After recently attending the MongoUK conference in London, it is clear that MongoDB is fast finding application amongst cutting-edge web developers. As a relatively new concept for persistence, NoSQL (Not Only SQL) and more specifically document-oriented databases, such as MongoDB, are starting to enter the web applications landscape. Its strength lies in speed and ability to cope with dynamic data, making its goals align closely with requirements of many websites around today.

This tutorial will show you how to incorporate MongoDB into new or existing object-oriented applications, by showing how to interact and integrate with applications and how to deploy applications using MongoDB. Credit for this approach must go to Matthew Weier O’Phinney who spoke on this topic at the DPC 2010 conference in June. I would suggest reading this tutorial if you are considering using MongoDB for an application and are looking for a starting point on which to build an idea of its features. Alternatively, you may also be interested in this tutorial if you’ve found yourself getting tied to the persistence layer in the past and are looking for ways to reduce that technology lock-in. If you’ve implemented MongoDB into many of your systems, then maybe this tutorial will, open your eyes on a new way of integrating it. Whatever your background, if you understand object-orientation and want to start using MongoDB, then this tutorial is for you.

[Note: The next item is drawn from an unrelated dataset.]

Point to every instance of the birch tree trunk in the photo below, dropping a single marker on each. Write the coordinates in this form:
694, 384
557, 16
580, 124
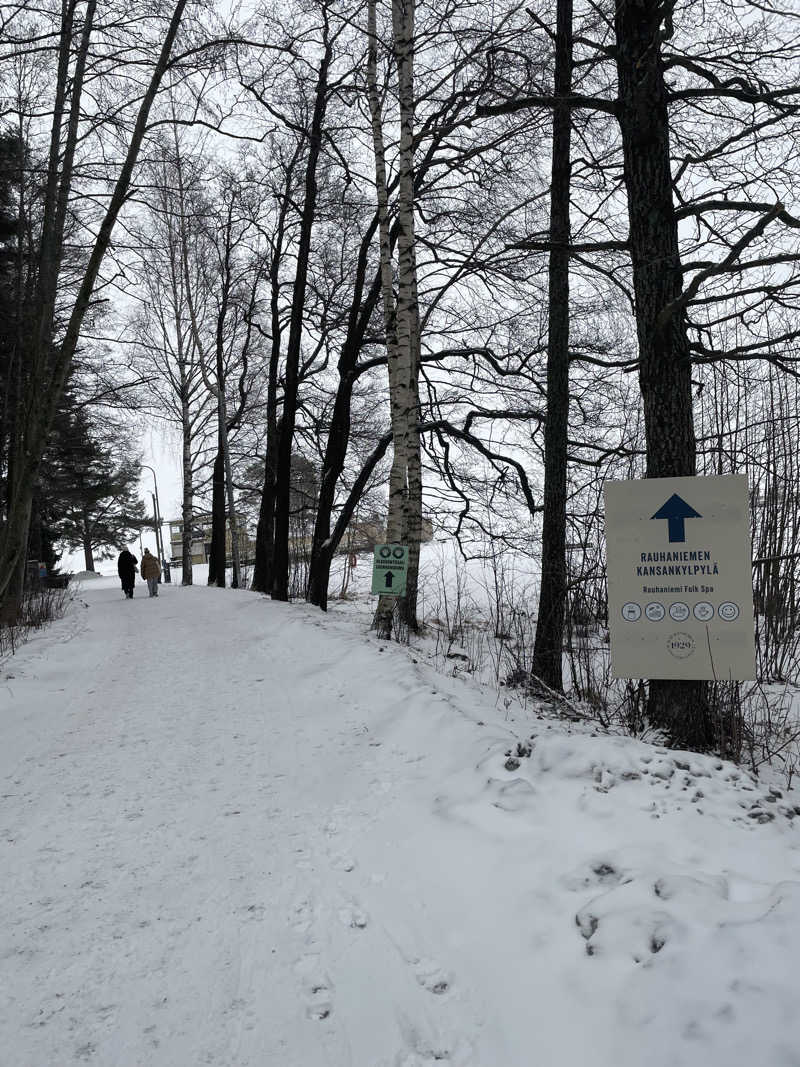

I had been wanting to research MongoDB and attempt to build something with it, however most of the tutorials I found seemed to make the assumption that all business models are arrays. Personally I prefer objects for models so I searched for a better solution, but found nothing of an OO implementation. Recalling the talk I attended at DPC, I decided to implement my application using the method suggested, mixed with some of my experience with Propel. This article is about the lessons I learned along the way.

MongoDB Features

MongoDb is a really useful technology when deployed in the correct situation. That said, it is by no means a silver bullet to persistence issues. Schema flexibility – from the dynamic-schema system it uses – is very useful for dynamic data but it is not relational. Therefore if the data for your website is highly relational, for example a record shop, then MongoDB may not be the best choice. It may be ideal for an area of the record shop, for example the custom-built analytics tracking. The best example of a data structure that is suited for MongoDB is when the fields are unknown, similar to a use case which would make entity-attribute-value (EAV) model a good choice.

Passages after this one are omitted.